Frequently Asked Questions

Do I need to register my copyright to be protected?

No. Copyright protection begins automatically when you create an original work and fix it in tangible form (write it down, save it digitally, record it). However, you must register with the U.S. Copyright Office before you can file a lawsuit for infringement. Registering early also lets you recover statutory damages and attorney fees, which can be significant.

What is the difference between a trademark and a copyright?

A trademark protects brand identifiers – names, logos, and slogans that tell customers who made a product or provides a service. A copyright protects creative works – books, music, art, software, photographs. A business name or logo can be protected by trademark, while the content on your website or the design of your product packaging may be protected by copyright. You may need both.

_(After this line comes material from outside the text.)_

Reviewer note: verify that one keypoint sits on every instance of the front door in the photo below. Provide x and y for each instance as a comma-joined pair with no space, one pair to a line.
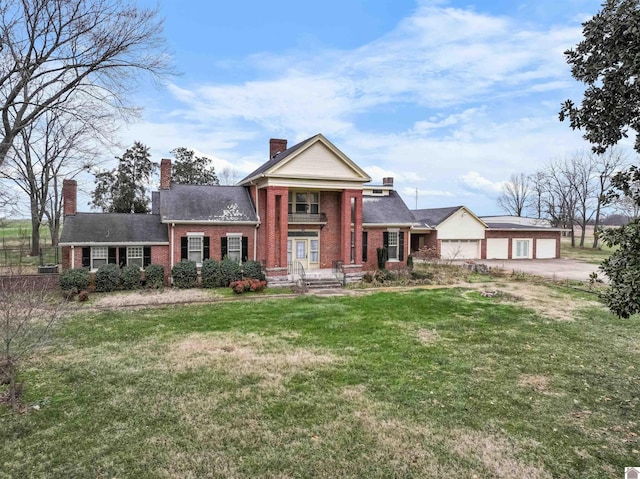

Can I trademark my business name?

Yes, if your business name is distinctive and not already in use by another business in your field. Generic or purely descriptive names (like “Minnesota Plumbing” for a plumbing company) are difficult or impossible to trademark. Unique, creative names receive the strongest protection. Search the USPTO database before investing in a name.

What should I do if someone copies my work online?

Start by documenting the infringement (take screenshots with dates). Then file a DMCA takedown notice with the website’s hosting provider or the platform where the content appears. Most platforms (YouTube, Facebook, Instagram, Amazon) have processes for reporting copyright infringement. If the infringement continues, consult an attorney about sending a cease and desist letter or filing a lawsuit.

How do I protect a trade secret?

You protect a trade secret by keeping it secret. Under MUTSA ( Minn. Stat. § 325D.11 through Minn. Stat. § 325D.16 ), you must take reasonable steps to maintain secrecy. Use non-disclosure agreements with employees and business partners. Limit access to only those who need the information. Mark documents as confidential. Use passwords and physical security. If someone steals or improperly discloses your trade secret, you can sue for damages.

Is a patent worth the cost for a small business?

It depends on your invention and your business goals. Patents are expensive to obtain and enforce, but they give you the exclusive right to your invention for up to 20 years. If your invention is easy to copy and central to your business, a patent may be a good investment. If your competitive advantage comes from speed, customer relationships, or trade secrets, a patent may not be necessary. Talk to a patent attorney to evaluate your situation.